Самое долгое на Колыме — зима. Самое желанное — лето. А на гранях между ними — короткие, но бурные и яркие весна и осень.

Своим чередом наступают времена года, но подкрадываются они незаметно, резких переходов между ними не чувствуется. Бывало, и вода полая схлынет, а потом снова в разгар мая такая понесет пуржина, что люди выходят расчищать трассу, машины откапывать…

В давно минувшие времена газеты печатали красивое и трогательное сообщение: «В Крыму зацветает миндаль».

Читающая публика облегченно вздыхала:

— Слава богу! На Руси наступила весна.

Для людей простых весна прилетала на грачиных крыльях:

— Грачи прилетели!

Февральская капель и ледяные сосульки на крышах. Мартовские ночные заморозки. Земля, парующая в апреле. Медленное набухание почек. Зеленый май с пением соловьев, буйной пахучей сиренью.

А на Колыме мы отличали времена года так:

Снег лежит — зима.

Снег сходит — весна.

Снег сошел — лето.

Снег ложится — осень.

Наступая на зиму, лето горячим языком слизывает снег от долин к вершинам: внизу давно зеленеют лиственницы, а на сопках еще долго полощутся белые снежные флаги.

А зима, наоборот, надвигается сверху вниз: долины еще нарядно-зеленые и вишнево-лимонные, а она уже нахлобучивает снежные шапки на макушки гор и оттуда мечет пригоршни снега все ниже и ниже, пока не завалит сугробами всю Колыму…

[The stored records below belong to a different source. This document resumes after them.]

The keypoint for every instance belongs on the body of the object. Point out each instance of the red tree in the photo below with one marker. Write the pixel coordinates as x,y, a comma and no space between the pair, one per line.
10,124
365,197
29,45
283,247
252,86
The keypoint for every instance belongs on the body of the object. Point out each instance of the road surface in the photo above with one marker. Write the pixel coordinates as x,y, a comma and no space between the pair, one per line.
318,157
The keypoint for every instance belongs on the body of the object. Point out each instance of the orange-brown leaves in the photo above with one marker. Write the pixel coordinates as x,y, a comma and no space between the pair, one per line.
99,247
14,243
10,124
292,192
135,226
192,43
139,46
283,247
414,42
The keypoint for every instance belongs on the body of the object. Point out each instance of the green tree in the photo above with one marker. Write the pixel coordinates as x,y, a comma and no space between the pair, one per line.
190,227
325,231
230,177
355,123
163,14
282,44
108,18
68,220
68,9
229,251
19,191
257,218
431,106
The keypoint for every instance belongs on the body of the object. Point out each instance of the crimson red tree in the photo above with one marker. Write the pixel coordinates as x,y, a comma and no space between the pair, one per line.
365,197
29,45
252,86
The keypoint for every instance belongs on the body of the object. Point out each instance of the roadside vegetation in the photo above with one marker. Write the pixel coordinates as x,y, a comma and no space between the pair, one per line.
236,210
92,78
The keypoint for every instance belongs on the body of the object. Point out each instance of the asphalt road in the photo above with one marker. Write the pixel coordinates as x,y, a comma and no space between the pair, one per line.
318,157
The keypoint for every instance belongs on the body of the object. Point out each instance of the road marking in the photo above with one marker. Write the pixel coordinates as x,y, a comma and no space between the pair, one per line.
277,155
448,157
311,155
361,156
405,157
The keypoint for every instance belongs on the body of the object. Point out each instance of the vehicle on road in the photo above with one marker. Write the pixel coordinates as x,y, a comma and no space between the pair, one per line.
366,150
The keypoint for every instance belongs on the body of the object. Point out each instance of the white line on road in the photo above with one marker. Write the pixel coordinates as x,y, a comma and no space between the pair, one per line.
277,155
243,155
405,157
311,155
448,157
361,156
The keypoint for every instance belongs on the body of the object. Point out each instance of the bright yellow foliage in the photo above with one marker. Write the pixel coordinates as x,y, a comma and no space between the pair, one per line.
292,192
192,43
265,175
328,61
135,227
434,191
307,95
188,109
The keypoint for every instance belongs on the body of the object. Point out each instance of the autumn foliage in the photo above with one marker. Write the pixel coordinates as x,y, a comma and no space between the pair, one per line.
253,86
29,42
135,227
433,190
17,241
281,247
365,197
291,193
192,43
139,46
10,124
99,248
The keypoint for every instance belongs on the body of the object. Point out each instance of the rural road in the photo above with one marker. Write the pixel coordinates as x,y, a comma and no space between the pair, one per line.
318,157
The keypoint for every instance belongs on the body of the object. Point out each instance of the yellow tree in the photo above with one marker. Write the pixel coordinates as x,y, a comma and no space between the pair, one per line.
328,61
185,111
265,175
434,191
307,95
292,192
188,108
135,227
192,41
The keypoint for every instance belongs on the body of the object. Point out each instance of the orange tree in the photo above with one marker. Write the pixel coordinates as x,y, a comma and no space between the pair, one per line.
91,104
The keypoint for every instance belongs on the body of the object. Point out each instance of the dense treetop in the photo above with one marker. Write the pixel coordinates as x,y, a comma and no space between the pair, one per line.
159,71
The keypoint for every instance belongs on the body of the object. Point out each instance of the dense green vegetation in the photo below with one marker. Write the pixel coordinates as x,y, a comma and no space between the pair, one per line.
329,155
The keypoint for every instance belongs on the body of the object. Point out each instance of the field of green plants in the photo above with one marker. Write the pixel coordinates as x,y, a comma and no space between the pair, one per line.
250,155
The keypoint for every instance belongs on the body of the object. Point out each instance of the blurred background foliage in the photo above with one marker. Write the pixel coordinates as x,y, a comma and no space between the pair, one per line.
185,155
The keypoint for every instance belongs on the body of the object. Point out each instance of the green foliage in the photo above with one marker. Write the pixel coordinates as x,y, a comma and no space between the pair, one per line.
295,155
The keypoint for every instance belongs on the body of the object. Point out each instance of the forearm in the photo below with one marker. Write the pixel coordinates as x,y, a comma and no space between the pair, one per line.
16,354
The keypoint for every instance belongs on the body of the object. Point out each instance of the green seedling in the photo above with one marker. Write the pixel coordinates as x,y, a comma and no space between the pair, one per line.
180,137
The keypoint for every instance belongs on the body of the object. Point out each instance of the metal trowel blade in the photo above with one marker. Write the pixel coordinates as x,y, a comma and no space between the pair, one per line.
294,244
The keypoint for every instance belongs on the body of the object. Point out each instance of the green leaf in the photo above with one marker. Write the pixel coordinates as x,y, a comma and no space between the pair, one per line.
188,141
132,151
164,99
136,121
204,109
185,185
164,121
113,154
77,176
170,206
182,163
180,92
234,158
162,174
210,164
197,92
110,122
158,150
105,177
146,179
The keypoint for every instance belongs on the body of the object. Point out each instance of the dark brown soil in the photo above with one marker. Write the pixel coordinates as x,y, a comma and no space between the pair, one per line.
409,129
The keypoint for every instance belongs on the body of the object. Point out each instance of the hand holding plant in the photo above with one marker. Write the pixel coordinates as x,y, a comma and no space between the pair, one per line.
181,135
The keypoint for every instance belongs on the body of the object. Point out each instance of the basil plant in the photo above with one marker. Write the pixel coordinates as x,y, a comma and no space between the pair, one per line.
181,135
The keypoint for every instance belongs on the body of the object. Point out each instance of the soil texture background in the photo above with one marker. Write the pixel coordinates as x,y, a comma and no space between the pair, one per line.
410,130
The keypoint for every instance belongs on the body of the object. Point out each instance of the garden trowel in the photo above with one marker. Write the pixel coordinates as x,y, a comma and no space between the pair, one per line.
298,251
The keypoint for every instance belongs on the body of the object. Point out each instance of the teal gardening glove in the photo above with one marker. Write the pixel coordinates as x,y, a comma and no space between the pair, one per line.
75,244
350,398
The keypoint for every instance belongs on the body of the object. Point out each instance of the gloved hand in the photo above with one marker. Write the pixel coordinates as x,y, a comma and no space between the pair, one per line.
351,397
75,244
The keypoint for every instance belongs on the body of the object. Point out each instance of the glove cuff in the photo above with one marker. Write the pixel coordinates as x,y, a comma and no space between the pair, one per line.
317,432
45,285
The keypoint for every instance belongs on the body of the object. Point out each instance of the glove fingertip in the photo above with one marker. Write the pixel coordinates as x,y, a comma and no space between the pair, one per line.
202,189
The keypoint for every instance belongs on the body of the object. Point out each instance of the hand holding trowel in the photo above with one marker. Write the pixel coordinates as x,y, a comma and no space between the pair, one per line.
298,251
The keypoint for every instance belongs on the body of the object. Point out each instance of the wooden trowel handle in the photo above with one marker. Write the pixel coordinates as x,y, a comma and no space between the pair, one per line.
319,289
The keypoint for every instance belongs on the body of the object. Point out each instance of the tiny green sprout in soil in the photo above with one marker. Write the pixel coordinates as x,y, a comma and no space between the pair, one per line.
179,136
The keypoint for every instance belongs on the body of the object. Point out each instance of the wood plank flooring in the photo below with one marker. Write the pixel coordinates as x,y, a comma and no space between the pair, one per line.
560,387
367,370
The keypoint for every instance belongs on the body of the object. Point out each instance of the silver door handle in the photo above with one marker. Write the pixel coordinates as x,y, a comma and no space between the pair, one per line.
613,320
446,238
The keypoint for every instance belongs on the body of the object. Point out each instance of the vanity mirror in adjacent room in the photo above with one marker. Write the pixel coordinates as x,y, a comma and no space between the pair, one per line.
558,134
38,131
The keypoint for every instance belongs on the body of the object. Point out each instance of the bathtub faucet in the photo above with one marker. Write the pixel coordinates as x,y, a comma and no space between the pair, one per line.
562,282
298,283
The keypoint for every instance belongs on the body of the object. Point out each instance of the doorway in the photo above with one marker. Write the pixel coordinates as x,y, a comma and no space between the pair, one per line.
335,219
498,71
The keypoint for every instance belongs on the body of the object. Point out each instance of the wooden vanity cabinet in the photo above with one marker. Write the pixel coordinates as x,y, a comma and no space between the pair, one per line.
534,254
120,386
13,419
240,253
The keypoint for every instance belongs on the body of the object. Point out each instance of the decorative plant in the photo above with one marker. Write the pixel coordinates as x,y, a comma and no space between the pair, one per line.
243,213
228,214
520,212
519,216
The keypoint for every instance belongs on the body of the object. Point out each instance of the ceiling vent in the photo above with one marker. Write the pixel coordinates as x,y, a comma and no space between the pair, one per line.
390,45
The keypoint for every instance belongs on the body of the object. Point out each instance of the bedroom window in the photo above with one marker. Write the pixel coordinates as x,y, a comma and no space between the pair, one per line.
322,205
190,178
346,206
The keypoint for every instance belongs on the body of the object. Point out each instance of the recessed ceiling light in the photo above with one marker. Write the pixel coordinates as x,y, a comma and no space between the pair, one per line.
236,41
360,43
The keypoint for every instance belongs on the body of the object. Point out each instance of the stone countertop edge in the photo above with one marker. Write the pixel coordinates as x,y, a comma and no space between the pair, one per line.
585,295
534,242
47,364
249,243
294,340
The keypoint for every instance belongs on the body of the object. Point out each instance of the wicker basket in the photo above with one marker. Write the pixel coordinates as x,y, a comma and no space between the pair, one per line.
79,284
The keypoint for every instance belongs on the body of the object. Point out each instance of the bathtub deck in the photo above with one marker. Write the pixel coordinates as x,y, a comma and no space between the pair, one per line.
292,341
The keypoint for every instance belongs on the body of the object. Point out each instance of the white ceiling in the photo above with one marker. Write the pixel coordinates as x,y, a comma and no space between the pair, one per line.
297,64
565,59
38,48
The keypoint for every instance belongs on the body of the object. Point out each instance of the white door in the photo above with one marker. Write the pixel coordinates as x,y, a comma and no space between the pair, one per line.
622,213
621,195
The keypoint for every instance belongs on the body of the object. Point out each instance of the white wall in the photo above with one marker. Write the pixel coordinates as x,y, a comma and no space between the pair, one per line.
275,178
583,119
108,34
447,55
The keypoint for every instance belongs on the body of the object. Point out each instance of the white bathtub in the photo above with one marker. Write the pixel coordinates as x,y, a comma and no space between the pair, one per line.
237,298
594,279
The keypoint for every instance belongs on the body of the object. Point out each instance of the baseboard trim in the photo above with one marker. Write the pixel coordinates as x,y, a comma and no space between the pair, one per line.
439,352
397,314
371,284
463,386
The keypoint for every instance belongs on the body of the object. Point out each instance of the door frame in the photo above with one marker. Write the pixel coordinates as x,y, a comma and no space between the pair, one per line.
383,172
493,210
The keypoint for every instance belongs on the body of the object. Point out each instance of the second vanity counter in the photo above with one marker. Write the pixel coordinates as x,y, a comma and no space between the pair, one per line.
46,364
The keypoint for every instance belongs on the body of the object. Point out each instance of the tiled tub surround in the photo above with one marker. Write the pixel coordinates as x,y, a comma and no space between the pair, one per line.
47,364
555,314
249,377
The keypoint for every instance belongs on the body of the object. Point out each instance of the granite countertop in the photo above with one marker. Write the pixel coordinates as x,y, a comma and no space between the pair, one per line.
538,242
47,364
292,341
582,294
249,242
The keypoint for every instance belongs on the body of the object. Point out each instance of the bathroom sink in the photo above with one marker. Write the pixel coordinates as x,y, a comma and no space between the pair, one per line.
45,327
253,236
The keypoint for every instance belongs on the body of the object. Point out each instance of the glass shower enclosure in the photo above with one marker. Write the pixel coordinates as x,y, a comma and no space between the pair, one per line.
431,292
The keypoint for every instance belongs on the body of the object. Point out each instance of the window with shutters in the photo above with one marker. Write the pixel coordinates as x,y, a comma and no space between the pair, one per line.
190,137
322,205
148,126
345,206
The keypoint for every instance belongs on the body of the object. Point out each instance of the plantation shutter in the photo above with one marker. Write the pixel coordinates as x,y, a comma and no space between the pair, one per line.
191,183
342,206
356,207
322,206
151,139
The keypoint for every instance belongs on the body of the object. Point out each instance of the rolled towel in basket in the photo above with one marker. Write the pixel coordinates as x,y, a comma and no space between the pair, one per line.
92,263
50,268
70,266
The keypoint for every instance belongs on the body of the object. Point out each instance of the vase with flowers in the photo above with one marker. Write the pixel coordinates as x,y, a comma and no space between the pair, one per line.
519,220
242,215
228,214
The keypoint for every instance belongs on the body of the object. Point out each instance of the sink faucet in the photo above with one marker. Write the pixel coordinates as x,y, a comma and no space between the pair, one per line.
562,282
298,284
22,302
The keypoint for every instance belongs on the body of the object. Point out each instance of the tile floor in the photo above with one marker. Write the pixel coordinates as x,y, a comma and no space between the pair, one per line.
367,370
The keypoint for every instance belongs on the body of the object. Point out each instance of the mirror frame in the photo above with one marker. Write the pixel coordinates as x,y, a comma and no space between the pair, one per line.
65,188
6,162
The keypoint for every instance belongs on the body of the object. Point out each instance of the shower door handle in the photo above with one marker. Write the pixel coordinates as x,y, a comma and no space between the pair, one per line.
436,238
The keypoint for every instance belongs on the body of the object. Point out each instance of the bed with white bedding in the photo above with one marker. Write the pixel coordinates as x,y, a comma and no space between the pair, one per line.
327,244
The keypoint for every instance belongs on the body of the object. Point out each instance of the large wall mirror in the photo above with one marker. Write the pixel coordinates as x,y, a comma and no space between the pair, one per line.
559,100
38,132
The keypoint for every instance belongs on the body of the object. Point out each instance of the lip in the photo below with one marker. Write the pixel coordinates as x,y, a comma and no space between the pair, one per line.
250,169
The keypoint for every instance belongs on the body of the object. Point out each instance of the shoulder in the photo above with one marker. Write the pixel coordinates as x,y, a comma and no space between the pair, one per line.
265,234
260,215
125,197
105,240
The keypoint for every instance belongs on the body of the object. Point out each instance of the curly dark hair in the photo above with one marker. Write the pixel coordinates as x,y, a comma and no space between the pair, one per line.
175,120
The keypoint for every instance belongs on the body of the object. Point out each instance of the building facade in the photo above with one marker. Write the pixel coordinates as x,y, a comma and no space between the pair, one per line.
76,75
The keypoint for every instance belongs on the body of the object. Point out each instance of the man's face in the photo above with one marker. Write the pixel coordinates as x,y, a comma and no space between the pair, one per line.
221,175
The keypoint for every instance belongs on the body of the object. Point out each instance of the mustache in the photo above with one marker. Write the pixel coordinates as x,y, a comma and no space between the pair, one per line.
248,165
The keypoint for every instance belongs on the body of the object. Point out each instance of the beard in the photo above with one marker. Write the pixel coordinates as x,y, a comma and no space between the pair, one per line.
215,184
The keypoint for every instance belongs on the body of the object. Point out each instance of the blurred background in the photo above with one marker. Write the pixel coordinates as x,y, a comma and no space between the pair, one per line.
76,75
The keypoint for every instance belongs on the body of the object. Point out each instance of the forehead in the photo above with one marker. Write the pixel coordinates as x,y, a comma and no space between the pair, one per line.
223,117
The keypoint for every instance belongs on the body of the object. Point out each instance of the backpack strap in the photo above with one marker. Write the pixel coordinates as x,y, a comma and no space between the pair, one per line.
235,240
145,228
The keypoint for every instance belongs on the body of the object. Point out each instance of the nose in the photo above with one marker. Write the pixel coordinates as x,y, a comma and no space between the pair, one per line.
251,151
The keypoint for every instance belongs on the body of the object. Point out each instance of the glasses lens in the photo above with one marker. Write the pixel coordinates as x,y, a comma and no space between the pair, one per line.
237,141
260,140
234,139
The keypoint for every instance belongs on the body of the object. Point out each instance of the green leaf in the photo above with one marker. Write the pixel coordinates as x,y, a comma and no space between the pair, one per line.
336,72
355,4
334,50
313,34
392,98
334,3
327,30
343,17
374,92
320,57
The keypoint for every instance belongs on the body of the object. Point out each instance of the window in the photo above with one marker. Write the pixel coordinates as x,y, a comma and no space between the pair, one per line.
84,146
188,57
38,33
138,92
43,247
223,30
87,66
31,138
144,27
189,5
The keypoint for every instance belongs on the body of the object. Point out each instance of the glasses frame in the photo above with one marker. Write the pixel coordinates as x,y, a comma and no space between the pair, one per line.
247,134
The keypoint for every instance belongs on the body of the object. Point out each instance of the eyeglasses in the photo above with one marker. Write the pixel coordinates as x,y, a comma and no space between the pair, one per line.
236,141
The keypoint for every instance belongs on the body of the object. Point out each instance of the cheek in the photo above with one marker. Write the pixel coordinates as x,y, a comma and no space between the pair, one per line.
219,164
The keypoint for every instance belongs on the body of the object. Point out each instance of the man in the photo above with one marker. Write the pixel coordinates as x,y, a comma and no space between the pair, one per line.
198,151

С вершины сопки, в граните которой мы искали оловянный камень, я приметил белую западинку, обрамленную широкой рамой черных лиственниц.

Снежная западина была очень красива — белым фарфоровым блюдцем она лежала на черной скатерти зимней тайги.

Каждое утро, отправляясь на работу, мы непременно чем-нибудь отмечали белую западину.

— Вот растает наше блюдечко — значит, и у нас наступит лето, — говорил я Попову. — Давай заметим, когда оно исчезнет.

Попов промолчал.

Сбежали с гор ручьи. Оттаяли снежные шапки на вершинах. Расправил согнутые члены и потянулся к небу стланик. Все признаки весны, а наша западинка, как ни в чем не бывало, лежит себе фарфоровым блюдцем, только теперь уже на зеленой скатерти, потому что лиственницы сплошь оделись в зеленые шали.

— Вот ведь какая привередливая, не тает!

— А она и не растает, — сказал Попов, — Забой! Он маленько подтаял, только мы не видели, слежался и до нового снега выстоит. Хоть западинкой этой, а не уступает зима колымскому лету!

Зима действительно не уступила, и мы перестали ждать, когда растает белая западина.

А время не ждало, не останавливаясь, бежало оно своей чередой. Наступил сентябрь. По-осеннему разрумянился березовый ерник. Сначала робко, а потом все гуще и резче зажелтели лиственницы. Только наша западина красовалась нетронутым фарфоровым блюдцем, но уже на золотой скатерти осенней тайги…

Утром прежде всего глянул я на снежную западинку, а она не белая — вся золотой пленкой покрылась.

— Или солнце осеннее с ней озорует?

Попов ухмыльнулся и резко ударил обухом топора по стволу лиственницы. Посыпался частый дождь желтых колючих иголок, они запорошили шапки, плечи.

— Так это иглопадом замело нашу западину?

— А то чем же? Тайга! Она теперь всю землю колымскую позолотит.

Попов, как всегда, давал мне предметный урок естествознания.

Так и не растаяла наша белая западинка, не дождались мы ни настоящей весны, ни полного лета. Только осень на короткое время позолотила снежное блюдечко, но вскоре наступившая зима замела свежим снегом и эту позолоту.

Наша белая западинка нерушимо лежала на черной скатерти зимней тайги.